Hardest decision Chris ever made was to leave the SEALS.
He says in his book: “I left knowing the guy who replaced me dies or messes up and other people die, that’s on me. You really feel like you’re letting down these guys you’ve gone through hell with.”
For Chris it was all about his mates. He said “The hardest part for me is not being with the team and not being around them in the action. That was my life and I lived it every day for years.

Jesse Ventura

Jesse Ventura was a former Navy Demolition team member who served in Vietnam, but it is not known if he ever saw combat. After leaving the military, he tried various things including acting where he starred in some of Arnold Schwarzenegger movies including Predator. This is a picture from that movie with Ventura on the left.
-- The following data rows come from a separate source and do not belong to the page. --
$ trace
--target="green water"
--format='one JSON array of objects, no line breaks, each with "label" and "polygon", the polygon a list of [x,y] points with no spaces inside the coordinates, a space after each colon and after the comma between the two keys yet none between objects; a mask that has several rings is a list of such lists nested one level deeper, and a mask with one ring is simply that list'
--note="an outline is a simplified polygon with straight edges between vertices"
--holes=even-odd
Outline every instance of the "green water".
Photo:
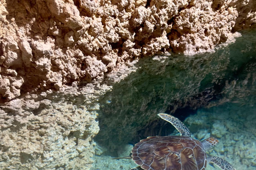
[{"label": "green water", "polygon": [[196,139],[219,139],[210,155],[237,169],[256,169],[256,31],[241,33],[214,54],[141,60],[137,71],[101,99],[100,131],[94,140],[103,153],[95,156],[92,169],[134,166],[110,156],[128,154],[129,143],[148,136],[172,133],[173,128],[156,116],[164,112],[183,121]]}]

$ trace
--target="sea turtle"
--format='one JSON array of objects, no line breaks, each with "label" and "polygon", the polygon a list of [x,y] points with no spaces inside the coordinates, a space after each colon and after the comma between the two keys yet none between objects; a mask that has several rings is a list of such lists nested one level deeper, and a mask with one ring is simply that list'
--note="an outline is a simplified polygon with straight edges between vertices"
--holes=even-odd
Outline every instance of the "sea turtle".
[{"label": "sea turtle", "polygon": [[132,169],[203,170],[207,162],[221,169],[235,170],[221,158],[207,156],[205,150],[214,148],[219,141],[210,137],[203,141],[191,138],[189,129],[177,118],[164,113],[158,115],[171,123],[181,136],[149,137],[132,148],[132,157],[139,166]]}]

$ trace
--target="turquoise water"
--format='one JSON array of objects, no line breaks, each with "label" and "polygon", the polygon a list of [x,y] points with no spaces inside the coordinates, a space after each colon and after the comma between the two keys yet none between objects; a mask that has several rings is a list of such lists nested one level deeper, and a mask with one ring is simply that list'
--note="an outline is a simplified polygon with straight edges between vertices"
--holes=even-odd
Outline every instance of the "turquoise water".
[{"label": "turquoise water", "polygon": [[256,31],[241,33],[214,54],[142,59],[101,99],[92,169],[129,169],[132,162],[111,157],[128,156],[148,136],[177,133],[159,113],[178,117],[198,140],[218,139],[209,154],[237,169],[256,169]]}]

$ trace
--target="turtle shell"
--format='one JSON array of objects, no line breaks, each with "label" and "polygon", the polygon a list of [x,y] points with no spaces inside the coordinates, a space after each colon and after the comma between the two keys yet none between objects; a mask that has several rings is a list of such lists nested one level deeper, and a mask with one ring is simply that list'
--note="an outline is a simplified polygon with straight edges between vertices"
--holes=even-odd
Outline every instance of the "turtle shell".
[{"label": "turtle shell", "polygon": [[132,148],[132,159],[146,170],[203,170],[206,155],[201,142],[187,136],[150,137]]}]

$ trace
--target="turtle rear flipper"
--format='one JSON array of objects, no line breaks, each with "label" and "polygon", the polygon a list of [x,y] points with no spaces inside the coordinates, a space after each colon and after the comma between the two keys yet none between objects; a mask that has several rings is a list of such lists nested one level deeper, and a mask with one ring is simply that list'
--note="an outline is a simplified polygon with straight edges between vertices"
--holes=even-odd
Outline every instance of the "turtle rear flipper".
[{"label": "turtle rear flipper", "polygon": [[157,115],[164,120],[171,123],[182,135],[186,135],[189,137],[191,137],[191,133],[188,128],[178,118],[165,113],[159,113]]},{"label": "turtle rear flipper", "polygon": [[236,168],[233,167],[228,162],[217,156],[212,157],[210,163],[214,164],[222,170],[236,170]]}]

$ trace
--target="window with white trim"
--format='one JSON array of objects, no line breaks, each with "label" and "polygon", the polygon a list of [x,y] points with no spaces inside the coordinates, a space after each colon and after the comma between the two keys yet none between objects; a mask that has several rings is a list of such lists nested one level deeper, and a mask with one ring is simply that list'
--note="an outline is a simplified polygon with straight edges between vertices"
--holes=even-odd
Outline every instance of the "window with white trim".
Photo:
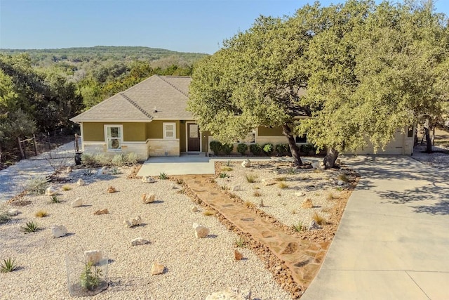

Chris was at a wake for fallen SEAL Michael Monsoor, who was posthumously awarded the Medal of Honour for throwing himself on a grenade to save the lives of fellow SEALs. This was when Chris met Ventura.

The lads were in one of their SEAL bars in Coronado, California. Ventura was also at the bar and according to Chris and some other SEALS, Ventura began to disrespect the troops says they were child killers an the like. Chris asked him to stop with the abuse but then Ventura said, “You guys deserve to lose a few.” That was when Chris punched and knocked down Ventura. He immediately left the bar as the police were sure to arrive. Shoot and skoot. Ventura has denied the event happened and  filed a lawsuit against Chris Kyle for defemation of character. But two other former SEALs, friends of Kyle’s, said they were there that night, and it happened just the way Kyle said it did. Since Chris Kyles death, Ventura decided to turn his attention to his wife and is now suing her.

He won the law suit in early 2015 and was awarded 1.8 million dollars, Ventura says the law suit was never about the money, but about clearing his name, He also said that he did not think that Chris Kyle was a war hero. He said "men with honour are war heroes and Chris Kyle has no honor".